Lippo Angelo – Puglia: un’arte di frontiera

Puglia un’arte di frontiera

Con “Puglia: un’arte di frontiera”, Angelo Lippo amplia il discorso iniziato da diverso tempo sulla realtà dell’arte contemporanea, soffermandosi sulla produzione artistica della sua regione: la Puglia. Da molti anni, infatti, segue come critico d’arte coloro che operano nel suo territorio ed ha coordinato numerose ed importanti rassegne.

Il volume comincia con un articolo scritto nel 2003, in occasione della Expoarte di Bari, e già si percepisce un tono di dissenso per le tante zone d’ombra rilevate e i vari punti negativi. Seguono altri testi nei quali espone il suo profondo ragionamento in merito a tutto ciò che circonda l’arte, compresi i giochi politici e i vari interessi di parte. Ma vi si trova pure una smisurata conoscenza: tantissimi gli artisti nominati e seguiti da una città all’altra, da una manifestazione all’altra. Sono articoli scritti a caldo, come ben spiega Dante Mafia nella prefazione, che evidenziano le sue emozioni dirette; perciò contengono un discorso forte, che denota l’impulso emotivo del momento.

Lippo poi presenta sei profili critici, nei quali mette in rilievo la bravura di artisti a lui particolarmente cari: Nicola Andreace, Uccio Biondi, Enzo De Filippis, Alfredo Giusto, Pietro Guida, Grazia Lo deserto. Sei autori dal diverso tratto, ma accomunati da un livello qualitativo di alto spessore.
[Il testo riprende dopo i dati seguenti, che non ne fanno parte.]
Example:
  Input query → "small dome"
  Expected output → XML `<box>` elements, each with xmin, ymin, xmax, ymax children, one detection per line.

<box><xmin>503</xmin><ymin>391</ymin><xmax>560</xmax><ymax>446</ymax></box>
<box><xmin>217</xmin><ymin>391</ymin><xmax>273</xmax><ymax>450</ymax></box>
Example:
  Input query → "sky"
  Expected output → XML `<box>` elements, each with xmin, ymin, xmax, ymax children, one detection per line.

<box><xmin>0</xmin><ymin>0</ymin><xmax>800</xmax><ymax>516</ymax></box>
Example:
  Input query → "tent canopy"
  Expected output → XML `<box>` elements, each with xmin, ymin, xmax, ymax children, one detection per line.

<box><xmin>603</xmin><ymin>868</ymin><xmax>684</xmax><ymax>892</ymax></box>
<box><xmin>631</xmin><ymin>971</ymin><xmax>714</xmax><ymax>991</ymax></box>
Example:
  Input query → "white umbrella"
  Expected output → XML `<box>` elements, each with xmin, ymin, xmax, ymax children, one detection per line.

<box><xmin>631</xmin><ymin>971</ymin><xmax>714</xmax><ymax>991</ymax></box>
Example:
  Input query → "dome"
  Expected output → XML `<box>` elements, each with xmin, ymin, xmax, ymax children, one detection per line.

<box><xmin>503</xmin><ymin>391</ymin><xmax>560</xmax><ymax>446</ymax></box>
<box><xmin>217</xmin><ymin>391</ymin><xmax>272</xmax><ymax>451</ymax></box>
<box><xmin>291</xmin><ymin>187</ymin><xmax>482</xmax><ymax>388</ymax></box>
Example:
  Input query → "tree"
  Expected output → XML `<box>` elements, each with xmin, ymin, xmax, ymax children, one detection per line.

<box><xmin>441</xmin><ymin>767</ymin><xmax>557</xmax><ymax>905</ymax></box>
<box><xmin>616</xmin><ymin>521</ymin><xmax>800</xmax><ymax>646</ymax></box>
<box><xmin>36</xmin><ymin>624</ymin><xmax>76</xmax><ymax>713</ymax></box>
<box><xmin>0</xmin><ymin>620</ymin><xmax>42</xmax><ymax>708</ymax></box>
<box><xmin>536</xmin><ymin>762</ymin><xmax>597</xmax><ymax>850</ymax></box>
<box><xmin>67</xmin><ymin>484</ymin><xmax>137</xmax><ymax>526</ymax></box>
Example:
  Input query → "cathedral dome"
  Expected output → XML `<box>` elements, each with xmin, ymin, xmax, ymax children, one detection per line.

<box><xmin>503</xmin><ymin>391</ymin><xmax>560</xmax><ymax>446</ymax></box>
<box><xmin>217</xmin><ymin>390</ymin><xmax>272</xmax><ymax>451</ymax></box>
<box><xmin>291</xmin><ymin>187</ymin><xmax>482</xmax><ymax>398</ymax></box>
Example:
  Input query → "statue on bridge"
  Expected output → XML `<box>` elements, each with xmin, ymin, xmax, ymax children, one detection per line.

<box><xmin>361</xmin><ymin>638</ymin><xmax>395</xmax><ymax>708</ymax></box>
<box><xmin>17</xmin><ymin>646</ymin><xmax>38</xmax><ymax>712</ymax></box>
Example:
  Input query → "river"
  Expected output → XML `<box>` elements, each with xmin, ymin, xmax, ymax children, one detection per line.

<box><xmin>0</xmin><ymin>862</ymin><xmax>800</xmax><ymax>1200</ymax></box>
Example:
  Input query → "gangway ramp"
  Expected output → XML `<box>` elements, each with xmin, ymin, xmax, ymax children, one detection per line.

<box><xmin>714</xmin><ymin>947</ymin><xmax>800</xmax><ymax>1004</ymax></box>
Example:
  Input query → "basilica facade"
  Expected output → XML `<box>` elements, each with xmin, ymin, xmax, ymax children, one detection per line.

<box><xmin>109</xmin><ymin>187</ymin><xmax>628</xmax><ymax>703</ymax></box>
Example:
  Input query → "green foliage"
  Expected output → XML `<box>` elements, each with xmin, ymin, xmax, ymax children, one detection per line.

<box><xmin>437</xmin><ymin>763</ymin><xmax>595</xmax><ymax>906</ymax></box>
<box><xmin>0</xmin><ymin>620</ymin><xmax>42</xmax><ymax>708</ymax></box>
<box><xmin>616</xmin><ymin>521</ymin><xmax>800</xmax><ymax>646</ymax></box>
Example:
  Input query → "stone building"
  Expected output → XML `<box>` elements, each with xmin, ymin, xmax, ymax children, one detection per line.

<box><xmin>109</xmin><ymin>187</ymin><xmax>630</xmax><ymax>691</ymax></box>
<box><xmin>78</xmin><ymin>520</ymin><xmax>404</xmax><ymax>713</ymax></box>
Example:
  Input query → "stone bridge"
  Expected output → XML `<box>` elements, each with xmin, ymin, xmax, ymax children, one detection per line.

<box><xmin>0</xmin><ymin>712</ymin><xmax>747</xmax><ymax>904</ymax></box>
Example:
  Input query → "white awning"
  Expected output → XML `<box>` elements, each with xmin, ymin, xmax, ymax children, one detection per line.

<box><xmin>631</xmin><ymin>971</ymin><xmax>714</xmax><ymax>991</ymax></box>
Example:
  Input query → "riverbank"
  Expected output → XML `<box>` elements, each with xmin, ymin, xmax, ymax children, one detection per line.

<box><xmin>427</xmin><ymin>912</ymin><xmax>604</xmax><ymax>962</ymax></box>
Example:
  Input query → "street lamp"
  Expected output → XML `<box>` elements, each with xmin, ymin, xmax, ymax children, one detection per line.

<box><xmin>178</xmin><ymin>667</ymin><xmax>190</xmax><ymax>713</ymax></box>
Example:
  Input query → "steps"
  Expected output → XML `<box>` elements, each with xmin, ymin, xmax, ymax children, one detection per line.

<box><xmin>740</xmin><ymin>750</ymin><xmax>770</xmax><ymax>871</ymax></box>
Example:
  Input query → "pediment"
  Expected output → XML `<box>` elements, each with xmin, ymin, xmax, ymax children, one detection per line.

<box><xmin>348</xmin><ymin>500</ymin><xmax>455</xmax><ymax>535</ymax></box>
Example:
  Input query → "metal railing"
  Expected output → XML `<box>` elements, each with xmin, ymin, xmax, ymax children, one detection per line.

E’ proprio perché gli artisti non mancano in Puglia che egli, profondo conoscitore della materia e innamorato della sua Regione, non può fare a meno di seguire l’andamento della critica nazionale. Ed è proprio praticando le varie manifestazioni, addentrandosi nel merito, che si rende conto della superficialità e a volte della distanza con le quali gli “addetti ai lavori” determinano il mercato.

Da questa sua esperienza nascono gli “Interventi” che mettono in evidenza tutte le varie problematiche del territorio pugliese, perché Lippo vuole sondare a fondo il motivo del suddetto disinteresse. Gli articoli sono molto interessanti e in un certo senso “coraggiosi”, poiché la sua analisi accurata mette in luce la responsabilità degli Amministratori pubblici e la mentalità degli stessi abitanti. Ne deriva un discorso ironico e pungente, che non lascia nulla in sospeso, e che sottolinea la carenza di strutture adatte agli incontri, dove gli artisti potrebbero confrontarsi e la mancanza di Musei e Pinacoteche.

Con quest’ultimo lavoro Lippo ci ha donato una visione esaustiva dell’odierno mondo dell’arte, coinvolgendoci con il suo appassionato sentire. Oggi è raro trovare qualcuno che operi in questo modo, e sicuramente molti artisti vorrebbero trovare un critico come lui, che li segua con tanto impegno e dedizione.